Benoît : Nimalia est un projet de longue date sur lequel LBDJ a tout de suite accroché ! Je me rappelle de mes premiers tests à Paris Est Ludique sur les petites cartes en carton coupées à la main. La relation de travail avec son auteur, Will, a été (et est toujours) très plaisante : faire évoluer son bébé « Nimo » vers la sortie boutique de Nimalia a comporté son lot de choix et d’équilibrages fastidieux. Et c’est toujours plaisant de travailler dans de bonnes conditions lorsque de telles concessions sont nécessaires. Quant au travail artistique réalisé par Pauline Détraz, eh bien... Nous n’en étions pas à notre première collaboration : 10’ to kill (2ème jeu signé Benoit Bannier), Grumpf (de Pierre Compain), Au Creux de ta Main (de Timothée Decroix) ou encore la couverture de la boîte « Legends » de It’s a Wonderful Kingdom (de Frédéric Guérard)... Tout ça avait déjà été géré sous le pinceau de Pauline. Et que ce soit dans le style, ou dans le relationnel : c’est toujours un plaisir ! Les testeurs ont été divers et nombreux au cours des différentes phases de développement du jeu. Mais je peux notamment citer Mr Zombi et les Avenjoueurs, qui avait adoré le proto à l’époque et qui se languissait de la sortie boutique du jeu définitif. Du côté interne de La Boîte de Jeu, en plus de moi-même au développement, ça a été aussi l’occasion pour Jeanne de faire ses premières armes sur des finalisations de fichiers avant l’envoi en production du projet. Et je crois que, comme nous, elle est ravie du résultat, et de découvrir un tel accueil public et critique pour ce jeu.
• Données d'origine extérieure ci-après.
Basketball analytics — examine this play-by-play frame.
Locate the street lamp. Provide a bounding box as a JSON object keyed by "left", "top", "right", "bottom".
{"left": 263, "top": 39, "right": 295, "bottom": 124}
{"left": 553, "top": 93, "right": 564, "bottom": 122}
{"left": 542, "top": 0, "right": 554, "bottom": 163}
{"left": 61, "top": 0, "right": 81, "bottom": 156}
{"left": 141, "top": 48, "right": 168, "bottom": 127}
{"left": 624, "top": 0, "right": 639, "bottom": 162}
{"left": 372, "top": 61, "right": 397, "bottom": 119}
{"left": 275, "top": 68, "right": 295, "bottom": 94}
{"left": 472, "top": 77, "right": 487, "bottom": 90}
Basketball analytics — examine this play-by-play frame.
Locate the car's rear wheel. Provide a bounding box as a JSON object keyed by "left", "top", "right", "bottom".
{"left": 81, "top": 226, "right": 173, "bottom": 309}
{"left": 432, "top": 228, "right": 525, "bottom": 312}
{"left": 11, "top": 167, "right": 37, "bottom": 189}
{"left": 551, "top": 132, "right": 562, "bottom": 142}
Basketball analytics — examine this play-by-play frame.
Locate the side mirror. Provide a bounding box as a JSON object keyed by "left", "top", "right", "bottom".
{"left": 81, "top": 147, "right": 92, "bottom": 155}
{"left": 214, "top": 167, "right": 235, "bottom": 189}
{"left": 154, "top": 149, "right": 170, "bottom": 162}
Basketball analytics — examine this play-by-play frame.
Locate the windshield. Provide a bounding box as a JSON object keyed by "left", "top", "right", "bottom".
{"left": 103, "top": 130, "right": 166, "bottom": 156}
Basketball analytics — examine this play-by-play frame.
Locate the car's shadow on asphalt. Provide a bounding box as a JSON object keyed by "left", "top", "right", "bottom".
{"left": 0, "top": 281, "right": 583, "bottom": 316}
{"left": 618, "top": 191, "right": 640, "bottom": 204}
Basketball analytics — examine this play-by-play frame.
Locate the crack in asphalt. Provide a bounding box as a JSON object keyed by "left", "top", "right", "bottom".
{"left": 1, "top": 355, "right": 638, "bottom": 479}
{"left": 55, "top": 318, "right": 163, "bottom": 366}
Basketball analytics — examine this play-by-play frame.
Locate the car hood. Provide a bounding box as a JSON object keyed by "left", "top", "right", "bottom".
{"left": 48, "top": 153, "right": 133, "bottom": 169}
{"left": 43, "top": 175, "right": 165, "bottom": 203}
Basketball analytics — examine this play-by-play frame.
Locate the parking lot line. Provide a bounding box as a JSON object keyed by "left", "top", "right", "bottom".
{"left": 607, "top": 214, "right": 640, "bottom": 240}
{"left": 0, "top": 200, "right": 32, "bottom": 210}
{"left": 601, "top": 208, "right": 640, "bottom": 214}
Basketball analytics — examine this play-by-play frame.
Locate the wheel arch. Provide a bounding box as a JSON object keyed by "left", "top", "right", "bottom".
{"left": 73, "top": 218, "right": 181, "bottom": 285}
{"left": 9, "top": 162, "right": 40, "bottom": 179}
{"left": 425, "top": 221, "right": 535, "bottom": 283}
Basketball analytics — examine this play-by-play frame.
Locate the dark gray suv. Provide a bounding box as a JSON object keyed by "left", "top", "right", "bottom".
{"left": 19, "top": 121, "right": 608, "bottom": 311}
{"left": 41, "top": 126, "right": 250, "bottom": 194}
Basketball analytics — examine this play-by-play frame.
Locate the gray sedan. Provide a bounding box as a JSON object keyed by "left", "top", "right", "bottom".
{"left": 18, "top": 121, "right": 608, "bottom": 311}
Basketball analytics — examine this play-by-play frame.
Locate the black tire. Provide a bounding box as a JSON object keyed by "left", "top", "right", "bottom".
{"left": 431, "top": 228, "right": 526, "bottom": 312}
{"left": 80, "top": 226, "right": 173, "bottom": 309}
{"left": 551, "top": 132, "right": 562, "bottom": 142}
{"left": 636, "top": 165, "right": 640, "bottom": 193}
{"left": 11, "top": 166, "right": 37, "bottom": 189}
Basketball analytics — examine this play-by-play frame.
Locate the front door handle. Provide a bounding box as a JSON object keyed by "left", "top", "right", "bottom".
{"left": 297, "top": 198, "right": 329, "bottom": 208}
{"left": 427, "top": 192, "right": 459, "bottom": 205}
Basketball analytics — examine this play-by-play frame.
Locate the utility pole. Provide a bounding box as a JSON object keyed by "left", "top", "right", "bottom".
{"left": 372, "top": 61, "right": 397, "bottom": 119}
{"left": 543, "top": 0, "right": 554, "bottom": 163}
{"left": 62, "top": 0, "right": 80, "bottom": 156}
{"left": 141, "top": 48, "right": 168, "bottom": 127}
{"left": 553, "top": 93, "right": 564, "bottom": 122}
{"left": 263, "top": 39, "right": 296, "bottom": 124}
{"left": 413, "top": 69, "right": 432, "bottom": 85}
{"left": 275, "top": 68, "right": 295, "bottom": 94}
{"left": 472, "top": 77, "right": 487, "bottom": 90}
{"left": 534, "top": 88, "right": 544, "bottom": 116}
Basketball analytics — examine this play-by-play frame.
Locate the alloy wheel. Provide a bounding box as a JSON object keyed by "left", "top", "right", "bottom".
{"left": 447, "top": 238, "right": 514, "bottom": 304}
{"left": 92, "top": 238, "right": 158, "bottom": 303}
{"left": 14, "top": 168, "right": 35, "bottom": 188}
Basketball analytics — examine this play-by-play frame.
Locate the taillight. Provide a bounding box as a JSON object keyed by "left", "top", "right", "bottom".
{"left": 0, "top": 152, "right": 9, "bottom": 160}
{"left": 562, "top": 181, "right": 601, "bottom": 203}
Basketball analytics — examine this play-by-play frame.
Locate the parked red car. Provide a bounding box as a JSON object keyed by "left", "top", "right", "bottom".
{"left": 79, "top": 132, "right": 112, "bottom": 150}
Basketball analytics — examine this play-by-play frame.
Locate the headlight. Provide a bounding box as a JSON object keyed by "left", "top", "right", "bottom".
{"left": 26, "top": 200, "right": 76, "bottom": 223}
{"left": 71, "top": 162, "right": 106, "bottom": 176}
Nimalia – Acte 1 : de l'idée au prototype

William : L’idée de Nimalia est née fin 2018. Je cherchais une idée de jeu familial au matériel réduit qui puisse offrir une belle rejouabilité grâce à des objectifs à scoring modulables. Dans la toute première version de Nimalia, la réserve du joueur n’était pas limitée en taille et il y avait même des cartes avec des routes ! Fort heureusement, peu de personnes ont eu à subir ce premier jet, mes camarades de la LEAF, Alain, Mathieu et François, m’ont aidé à simplifier et fluidifier l'expérience de jeu. Remerciez-les à l’occasion : si Nimalia n’a pas d’autoroutes, c’est un peu grâce à eux ! Pour comprendre le côté exceptionnel de notre relation avec La Boîte de Jeu, il faut ici expliquer aux lecteurs du PhiliMag la façon « habituelle » de signer un contrat d’édition. Je caricature un peu, mais à moins d’être un auteur de jeux réputé, vous avez toutes les chances de passer par là. D’abord, vous identifiez les éditeurs dont la ligne éditoriale correspond à votre proto. Ensuite, armé de votre pitch et de votre force de persuasion, vous proposez des rendez-vous aux éditeurs potentiellement intéressés. Le rendez-vous est calé ? Fantastique ! Maintenant, vous avez 30 minutes pour convaincre, et espérer que la partie de démo se passe bien afin que l’éditeur reparte avec le proto dans sa mallette. Là, en règle générale, votre proto arrive dans ce que j’appelle les « limbes ludiques » : pendant quelques mois, l’éditeur va faire tester votre proto à son équipe, à son cercle de joueurs et éventuellement à son distributeur. Enfin, le verdict tombe et vous êtes appelé au Paradis de l’édition, ou à défaut vous devez remettre votre proto sur le métier. La signature d’un contrat est donc un processus souvent long et incertain, tant il est vrai que les éditeurs reçoivent aujourd’hui des dizaines (centaines ?) de protos par an.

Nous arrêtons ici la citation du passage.